Dolabella auricularia is a rather large species which can reach a length of 40 cm. It can be recognized by a flattened disk on the posterior surface of the animal. This species can be found with soft pustules, leading to a rather knob-like appearance. It has a short, blunt head. Its body is covered with tubercles and skin flaps. The vestigial, internal shell has a typical ear-like form. Like all sea hares, it ejects a purple ink when disturbed.

== Distribution ==
Dolabella auricularia can be found in the Indian Ocean and the western and NW Pacific. It is also present in the Philippines.

== Habitat ==
This sea hare lives in areas that are sheltered from rough currents. They will often hide in seagrass, sand and mud, feeding on algae.
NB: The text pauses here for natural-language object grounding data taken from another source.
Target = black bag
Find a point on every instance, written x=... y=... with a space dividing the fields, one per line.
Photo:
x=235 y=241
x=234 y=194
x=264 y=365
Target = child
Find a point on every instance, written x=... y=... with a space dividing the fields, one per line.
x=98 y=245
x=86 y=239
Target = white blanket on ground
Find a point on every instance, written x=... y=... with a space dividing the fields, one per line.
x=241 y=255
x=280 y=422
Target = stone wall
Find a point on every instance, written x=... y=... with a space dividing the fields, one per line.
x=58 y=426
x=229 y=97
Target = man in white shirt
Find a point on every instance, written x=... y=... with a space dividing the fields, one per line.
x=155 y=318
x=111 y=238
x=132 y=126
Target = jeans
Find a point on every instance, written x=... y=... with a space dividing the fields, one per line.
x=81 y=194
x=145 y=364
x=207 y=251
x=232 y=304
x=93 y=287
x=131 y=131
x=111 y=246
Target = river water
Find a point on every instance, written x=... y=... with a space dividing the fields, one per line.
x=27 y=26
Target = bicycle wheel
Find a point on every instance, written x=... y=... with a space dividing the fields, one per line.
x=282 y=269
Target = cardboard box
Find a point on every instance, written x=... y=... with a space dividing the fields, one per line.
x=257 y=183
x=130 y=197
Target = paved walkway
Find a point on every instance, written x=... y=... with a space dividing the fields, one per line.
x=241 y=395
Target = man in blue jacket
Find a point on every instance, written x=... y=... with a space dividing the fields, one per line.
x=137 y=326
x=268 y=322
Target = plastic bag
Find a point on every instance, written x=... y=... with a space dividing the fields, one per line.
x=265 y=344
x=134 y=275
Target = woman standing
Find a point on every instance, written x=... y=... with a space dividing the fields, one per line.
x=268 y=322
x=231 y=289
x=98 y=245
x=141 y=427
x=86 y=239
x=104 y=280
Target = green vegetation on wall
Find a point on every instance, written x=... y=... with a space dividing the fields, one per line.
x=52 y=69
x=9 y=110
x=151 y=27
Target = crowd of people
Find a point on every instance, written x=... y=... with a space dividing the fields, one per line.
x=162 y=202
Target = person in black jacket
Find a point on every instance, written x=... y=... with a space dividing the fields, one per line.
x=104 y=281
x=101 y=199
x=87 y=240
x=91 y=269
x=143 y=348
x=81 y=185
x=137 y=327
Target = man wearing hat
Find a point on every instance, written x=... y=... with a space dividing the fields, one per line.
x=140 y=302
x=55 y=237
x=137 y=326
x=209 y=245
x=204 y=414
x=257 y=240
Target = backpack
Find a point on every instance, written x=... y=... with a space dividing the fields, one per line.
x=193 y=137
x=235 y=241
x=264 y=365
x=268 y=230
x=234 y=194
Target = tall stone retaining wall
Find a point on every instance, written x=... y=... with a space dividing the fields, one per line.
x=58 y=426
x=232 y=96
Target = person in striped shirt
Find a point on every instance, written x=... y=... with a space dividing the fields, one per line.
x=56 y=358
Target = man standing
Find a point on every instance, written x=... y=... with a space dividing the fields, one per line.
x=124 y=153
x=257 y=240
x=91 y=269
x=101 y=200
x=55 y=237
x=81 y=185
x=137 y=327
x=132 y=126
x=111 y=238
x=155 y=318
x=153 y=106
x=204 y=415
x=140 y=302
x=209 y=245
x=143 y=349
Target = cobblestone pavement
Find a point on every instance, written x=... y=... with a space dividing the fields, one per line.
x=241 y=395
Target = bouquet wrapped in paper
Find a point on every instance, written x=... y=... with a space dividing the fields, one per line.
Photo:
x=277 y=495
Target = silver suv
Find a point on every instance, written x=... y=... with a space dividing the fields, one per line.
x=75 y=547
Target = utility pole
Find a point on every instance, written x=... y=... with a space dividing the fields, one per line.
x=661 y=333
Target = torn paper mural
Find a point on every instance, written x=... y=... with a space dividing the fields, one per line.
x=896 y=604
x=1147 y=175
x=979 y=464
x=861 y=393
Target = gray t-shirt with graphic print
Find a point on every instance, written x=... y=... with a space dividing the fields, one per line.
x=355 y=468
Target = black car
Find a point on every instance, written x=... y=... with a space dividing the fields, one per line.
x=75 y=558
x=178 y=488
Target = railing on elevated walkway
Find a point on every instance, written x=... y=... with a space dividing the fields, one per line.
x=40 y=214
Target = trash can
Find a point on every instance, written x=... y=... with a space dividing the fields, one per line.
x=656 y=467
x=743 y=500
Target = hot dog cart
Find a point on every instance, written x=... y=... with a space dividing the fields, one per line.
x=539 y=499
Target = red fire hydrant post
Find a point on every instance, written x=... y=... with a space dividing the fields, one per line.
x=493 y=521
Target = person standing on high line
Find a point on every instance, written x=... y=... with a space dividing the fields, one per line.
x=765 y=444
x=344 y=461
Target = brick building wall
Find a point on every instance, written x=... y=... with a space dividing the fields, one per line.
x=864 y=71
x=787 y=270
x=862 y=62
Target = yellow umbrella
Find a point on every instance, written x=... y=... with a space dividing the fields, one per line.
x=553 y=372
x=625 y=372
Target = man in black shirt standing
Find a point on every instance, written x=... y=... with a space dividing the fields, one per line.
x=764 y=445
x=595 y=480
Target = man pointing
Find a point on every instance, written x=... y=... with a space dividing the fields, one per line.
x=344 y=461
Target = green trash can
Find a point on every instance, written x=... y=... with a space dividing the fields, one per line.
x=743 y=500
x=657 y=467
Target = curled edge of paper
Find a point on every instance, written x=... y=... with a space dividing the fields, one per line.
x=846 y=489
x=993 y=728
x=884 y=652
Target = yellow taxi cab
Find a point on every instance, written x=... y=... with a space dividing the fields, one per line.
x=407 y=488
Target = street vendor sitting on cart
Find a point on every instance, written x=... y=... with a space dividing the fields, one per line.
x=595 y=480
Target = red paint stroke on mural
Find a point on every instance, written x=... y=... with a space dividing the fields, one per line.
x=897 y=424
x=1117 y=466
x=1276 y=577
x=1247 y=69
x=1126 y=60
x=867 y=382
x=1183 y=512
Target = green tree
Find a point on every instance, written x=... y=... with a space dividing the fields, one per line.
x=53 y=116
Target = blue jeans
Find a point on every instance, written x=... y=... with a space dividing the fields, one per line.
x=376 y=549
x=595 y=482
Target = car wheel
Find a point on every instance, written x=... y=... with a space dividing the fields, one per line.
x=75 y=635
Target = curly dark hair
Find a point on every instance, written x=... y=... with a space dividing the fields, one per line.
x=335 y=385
Intertidal rock pools are also a favoured place to live.

== Human uses ==
In coastal areas in the Visayas and Mindanao islands in the Philippines, long strands of eggs of Dolabella auricularia (locally known as donsol or dongsul in the Visayan languages) are traditionally eaten. The egg strands are known as lokot or lukot and are harvested from shallow rocks and seagrass meadows. They resemble twisted noodles (pancit) in appearance and texture, hence why they are also called pansit-pansitan ("mock noodles") in some areas. They are usually green, but can be reddish to yellowish in color. They are often mistaken for seaweed and have a taste described as salty and sweet. They are usually eaten raw with vinegar and spices as kinilaw, sauteed like pancit guisado, or added to soups like fish tinola. In Samoa it is called Gau (pronounced gnau). It is a favorite food for old people, cooked with coconut cream. Its innards are eaten raw. Its eggs are called ape and also eaten.

Dolabella auricularia is sometimes used by the keepers of large marine aquariums to limit algal growth in the tank.

The anti-cancer agent monomethyl auristatin E is derived from peptides found in D. auricularia.